I haven’t got a clue as to why Americans call sweet potatoes “yams” on a fairly regular basis.

I’m sure that this is exciting news for those of you who are used to getting up and reading my blog in the morning. You expect to have some pithy bit of theology or perhaps a report of a personal experience, though regular readers of my blog know that the topics are so varied, it is difficult to predict what the day’s story might bring.

But there is more to the story than vegetables. Archaeologists now believe that Polynesian travelers didn’t just visit South America and sail away with sweet potatoes. There is now some evidence that they may have introduced chickens to the continent. Among Central and South American archaeologists, this is a matter of considerable controversy. It is possible that Columbus was the one to introduce chickens to the continent. After all his voyages did a lot of moving food from one part of the world to another. Columbus and his European compatriots are responsible for bringing tomatoes to Europe. These days we can’t imagine Italian cooking without tomatoes. They also brought chili peppers back to the continent and the peppers made their way from Europe to Asia. Which is a good thing, because peppers seem like essential ingredients in much of Chinese cooking.

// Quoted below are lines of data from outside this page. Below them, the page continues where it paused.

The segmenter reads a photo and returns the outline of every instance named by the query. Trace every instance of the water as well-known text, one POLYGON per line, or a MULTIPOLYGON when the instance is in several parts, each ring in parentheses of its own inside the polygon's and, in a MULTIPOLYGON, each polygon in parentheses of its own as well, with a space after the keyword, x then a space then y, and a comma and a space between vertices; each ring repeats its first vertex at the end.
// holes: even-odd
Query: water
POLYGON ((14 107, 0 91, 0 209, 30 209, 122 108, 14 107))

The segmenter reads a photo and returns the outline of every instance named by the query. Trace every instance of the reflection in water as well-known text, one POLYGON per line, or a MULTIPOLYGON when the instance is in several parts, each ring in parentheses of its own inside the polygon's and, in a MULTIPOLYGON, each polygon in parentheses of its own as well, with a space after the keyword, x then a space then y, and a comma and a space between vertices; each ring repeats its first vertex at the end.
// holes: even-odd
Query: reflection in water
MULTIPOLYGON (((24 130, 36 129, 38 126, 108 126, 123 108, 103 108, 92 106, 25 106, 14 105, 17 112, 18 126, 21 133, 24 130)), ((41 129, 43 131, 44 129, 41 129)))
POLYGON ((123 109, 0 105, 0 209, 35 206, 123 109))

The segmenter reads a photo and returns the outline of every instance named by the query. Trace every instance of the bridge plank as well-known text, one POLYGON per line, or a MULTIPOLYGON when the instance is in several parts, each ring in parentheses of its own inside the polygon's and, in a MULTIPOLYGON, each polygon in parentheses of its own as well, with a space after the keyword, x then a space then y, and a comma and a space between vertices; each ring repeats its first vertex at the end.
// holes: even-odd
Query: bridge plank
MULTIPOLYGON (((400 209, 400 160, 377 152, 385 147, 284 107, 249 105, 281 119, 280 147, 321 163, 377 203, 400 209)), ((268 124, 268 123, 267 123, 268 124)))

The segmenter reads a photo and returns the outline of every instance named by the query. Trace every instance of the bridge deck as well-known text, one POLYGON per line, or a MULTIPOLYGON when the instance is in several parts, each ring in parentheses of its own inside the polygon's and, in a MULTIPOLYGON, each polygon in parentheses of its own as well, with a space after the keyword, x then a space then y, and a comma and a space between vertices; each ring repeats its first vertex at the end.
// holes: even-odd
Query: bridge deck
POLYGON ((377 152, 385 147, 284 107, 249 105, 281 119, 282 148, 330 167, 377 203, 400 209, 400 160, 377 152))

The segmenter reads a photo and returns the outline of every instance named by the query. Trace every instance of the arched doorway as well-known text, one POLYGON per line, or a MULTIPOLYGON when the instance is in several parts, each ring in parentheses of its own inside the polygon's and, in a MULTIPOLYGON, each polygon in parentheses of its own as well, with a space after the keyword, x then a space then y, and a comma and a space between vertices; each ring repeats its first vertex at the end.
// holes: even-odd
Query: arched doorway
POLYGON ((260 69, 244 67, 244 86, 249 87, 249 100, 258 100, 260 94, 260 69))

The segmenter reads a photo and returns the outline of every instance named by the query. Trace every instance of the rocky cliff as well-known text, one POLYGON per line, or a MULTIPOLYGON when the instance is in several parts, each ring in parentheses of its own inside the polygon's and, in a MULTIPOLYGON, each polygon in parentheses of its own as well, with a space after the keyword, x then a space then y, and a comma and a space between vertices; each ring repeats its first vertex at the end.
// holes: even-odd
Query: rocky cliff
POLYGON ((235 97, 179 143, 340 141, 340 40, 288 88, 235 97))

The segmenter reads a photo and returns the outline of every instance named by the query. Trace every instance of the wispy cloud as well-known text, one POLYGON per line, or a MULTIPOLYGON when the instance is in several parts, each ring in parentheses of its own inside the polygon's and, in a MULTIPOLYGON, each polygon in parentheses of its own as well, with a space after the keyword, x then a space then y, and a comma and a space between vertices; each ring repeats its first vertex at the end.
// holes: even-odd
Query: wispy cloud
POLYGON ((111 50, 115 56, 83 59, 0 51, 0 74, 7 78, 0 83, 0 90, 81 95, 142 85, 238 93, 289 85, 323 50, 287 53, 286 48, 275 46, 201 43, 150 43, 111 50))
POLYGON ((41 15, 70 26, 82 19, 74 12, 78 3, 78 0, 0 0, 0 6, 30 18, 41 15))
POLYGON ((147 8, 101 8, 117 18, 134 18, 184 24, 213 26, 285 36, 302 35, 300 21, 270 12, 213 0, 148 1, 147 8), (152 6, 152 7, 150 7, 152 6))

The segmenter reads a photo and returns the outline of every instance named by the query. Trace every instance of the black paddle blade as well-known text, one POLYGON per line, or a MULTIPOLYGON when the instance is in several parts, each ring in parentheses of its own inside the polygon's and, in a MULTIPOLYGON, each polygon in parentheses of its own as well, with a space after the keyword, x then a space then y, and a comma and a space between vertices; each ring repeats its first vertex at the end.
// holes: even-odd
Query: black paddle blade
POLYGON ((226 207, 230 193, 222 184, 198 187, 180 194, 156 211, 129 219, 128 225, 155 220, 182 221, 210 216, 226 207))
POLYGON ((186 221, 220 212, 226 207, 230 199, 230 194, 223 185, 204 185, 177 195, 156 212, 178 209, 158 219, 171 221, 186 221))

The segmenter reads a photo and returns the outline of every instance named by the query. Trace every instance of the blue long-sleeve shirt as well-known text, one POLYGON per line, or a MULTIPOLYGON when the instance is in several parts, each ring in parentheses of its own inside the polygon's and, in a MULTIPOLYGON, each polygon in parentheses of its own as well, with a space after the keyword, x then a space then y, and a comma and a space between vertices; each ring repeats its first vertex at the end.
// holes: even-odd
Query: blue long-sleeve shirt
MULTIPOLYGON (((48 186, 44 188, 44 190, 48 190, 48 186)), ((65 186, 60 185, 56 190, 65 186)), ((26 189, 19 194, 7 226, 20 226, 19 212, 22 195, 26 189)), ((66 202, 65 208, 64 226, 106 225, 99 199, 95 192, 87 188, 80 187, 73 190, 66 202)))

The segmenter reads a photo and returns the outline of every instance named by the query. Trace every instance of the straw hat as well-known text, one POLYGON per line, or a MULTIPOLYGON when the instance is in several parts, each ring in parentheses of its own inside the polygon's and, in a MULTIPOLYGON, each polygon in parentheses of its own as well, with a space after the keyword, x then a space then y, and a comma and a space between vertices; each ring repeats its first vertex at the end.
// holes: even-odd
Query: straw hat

Chickens in South America, however are a bit of a mystery. Some Archaeologists claim that they have found evidence of chickens in Western Peru that predates the arrival of Columbus. Unlike sweet potatoes in Polynesia, however, the evidence of chickens is much closer to the date of the arrival of Columbus – close enough that other archaeologists question the claims that the chickens got here first.

It begs the question, which came first, the chicken or Columbus?

I know you would like to have this resolved before the end of the blog so that you can get on with your day.

What I find interesting is how much food from one part of the world has travelled to another part of the world. We are told that eating local is good for the planet. The less foods are traveled, the less energy is used. But eating local is a bit of a challenge in any location. Because we humans have been transporting food form one place to another for as long as we have been traveling. And we have transplanted foods from one part of the world to another on a regular basis.

Charles C. Mann, author of the book, “1491: New Revelations of the Americas Before Columbus,” is pretty excited about the contact between Polynesians and people in South America before the voyages of Columbus. “It would be a mind-boggling voyage,” he says. “Suppose you started some place in Easter island. It’s incredible to think that you could go all the way to South America. This is scurvy time. It’s a long journey and incredibly dangerous. You’d have to be completely insane – which people are.”

I’m not qualified to comment on the mental health of Polynesian sailors who plied the waters over a millennium ago. They were probably incredibly brave. They were probably incredibly intelligent. They may have employed technologies of sailing and navigation that we had previously thought did not exist at that time. They were likely among the most advanced people of the world for their time.

One wonders, however, if they had already tasted yams. The starchy plants have their own flavor, but it is a bit of an acquired taste. Pacific Islanders, however, claim to enjoy eating Poi – a thick pasty mush made from the Taro plant in Hawaii. Hawaiian poi is rather bland compared with the sweet pudding served as Tahitian po’e or the creamy desert of bananas and coconut served in Samoa. I’ve never figured out whether Hawaiians really like their poi, or if they just serve it to tourists for the entertainment of watching their reaction to the stuff.

At any rate, if you had been living on a diet of poi, you might well be willing to do something truly crazy for the taste of sweet potato fries. Those ancient mariners might have discovered that it was well worth the long trip.